Damsels in Distress
Produced by Westerly Films 
Written and directed by Whit Stillman 
Distributed by Sony Pictures Classics 


Is there a better remedy for depression than watching Fred Astaire’s films?  Violet Wister (Greta Gerwig), the heroine of Whit Stillman’s magisterial Damsels in Distress, doesn’t think so.  Neither do I.  The medical and psychiatric communities may have their reservations regarding this therapy, but there can be no doubt among civilized people.  There is simply no tonic equal to hearing Astaire sing George and Ira Gershwin’s “Things Are Looking Up” as he does on Stillman’s soundtrack.  Should the afflicted also bestir themselves to imitate the master at whatever level of competence they can muster, their long-term cure is all but guaranteed, as Violet will personally attest.
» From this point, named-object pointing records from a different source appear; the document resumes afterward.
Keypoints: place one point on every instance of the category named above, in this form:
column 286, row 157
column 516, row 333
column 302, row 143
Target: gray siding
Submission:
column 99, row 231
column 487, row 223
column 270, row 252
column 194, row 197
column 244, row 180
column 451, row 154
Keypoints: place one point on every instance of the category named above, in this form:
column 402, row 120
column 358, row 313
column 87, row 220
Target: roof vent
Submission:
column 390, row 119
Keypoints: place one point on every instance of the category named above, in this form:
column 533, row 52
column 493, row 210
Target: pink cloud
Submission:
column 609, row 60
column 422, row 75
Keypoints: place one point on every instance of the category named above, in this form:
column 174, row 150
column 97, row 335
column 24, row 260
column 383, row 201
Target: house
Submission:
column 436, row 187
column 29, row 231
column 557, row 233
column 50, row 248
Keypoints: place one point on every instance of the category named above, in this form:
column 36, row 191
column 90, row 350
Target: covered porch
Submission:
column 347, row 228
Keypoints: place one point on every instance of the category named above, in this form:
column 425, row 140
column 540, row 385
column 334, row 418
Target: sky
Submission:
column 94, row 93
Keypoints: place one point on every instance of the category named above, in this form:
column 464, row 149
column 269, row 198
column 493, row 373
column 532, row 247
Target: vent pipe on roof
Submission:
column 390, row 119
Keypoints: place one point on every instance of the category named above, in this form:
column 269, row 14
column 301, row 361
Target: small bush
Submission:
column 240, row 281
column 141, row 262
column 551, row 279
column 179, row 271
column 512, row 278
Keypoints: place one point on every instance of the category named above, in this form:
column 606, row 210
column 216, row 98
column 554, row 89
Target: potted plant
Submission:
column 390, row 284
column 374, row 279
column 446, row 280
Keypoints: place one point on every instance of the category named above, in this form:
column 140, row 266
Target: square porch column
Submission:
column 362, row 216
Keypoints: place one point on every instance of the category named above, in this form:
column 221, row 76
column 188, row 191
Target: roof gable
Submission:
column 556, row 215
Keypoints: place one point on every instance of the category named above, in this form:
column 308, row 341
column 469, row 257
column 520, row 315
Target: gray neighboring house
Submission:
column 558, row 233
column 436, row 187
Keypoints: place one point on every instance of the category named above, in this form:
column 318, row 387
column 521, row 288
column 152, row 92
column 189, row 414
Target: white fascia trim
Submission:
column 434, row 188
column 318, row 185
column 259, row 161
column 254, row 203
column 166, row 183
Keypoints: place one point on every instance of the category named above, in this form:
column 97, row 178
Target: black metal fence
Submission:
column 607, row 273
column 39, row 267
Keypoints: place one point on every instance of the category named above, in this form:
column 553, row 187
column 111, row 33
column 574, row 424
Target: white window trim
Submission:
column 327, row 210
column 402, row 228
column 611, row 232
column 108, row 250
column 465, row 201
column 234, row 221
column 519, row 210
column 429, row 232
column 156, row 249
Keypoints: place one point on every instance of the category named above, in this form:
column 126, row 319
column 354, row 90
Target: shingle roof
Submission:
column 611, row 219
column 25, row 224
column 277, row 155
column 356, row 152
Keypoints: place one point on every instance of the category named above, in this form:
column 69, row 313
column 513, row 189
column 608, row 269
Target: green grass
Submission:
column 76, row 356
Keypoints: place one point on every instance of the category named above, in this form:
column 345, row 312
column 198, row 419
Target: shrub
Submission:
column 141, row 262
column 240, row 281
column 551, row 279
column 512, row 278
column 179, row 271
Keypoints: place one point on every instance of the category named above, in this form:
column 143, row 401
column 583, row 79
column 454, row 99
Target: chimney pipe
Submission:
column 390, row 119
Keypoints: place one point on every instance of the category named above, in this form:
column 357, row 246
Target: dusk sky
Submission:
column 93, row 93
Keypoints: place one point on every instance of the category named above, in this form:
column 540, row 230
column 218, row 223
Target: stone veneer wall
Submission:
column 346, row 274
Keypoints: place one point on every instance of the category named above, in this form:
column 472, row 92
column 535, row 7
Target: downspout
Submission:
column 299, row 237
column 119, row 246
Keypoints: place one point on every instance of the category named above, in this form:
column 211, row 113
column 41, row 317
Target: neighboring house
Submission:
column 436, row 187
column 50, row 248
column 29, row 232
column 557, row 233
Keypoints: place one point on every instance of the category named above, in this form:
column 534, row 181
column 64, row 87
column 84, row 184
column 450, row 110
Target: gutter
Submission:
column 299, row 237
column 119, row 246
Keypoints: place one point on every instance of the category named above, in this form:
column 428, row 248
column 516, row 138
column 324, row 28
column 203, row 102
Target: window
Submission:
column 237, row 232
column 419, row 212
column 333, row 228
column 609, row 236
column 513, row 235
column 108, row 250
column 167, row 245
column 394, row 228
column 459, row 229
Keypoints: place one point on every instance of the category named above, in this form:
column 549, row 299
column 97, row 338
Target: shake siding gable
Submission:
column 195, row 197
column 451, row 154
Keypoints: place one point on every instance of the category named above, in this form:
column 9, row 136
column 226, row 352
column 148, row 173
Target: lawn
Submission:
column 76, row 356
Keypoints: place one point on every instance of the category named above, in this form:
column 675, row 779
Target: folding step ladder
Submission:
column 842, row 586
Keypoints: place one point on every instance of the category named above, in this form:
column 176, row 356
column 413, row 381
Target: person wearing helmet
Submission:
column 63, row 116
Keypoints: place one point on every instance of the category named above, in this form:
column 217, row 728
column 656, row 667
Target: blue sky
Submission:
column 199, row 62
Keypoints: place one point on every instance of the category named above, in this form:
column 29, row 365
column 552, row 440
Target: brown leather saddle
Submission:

Violet is a junior at Seven Oaks College, once a woman’s school that in the rush to stay contemporary—not to mention solvent—foolishly began matriculating smelly boys some 15 years before our story begins.  Having taken full note of their beastly odor and crude manners, Violet and her roommates—all florally named as she is—have embraced a mission to improve these bumptious souls.  Violet, Rose, Heather, and Lily, bless them, are especially devoted to the denser and gamier among the male slobs, reasoning that they need their civilizing attention more than less boorish fellows.  It’s simple, according to Violet: “Find a guy who hasn’t reached his potential or hasn’t much at all and help him realize it or find more.”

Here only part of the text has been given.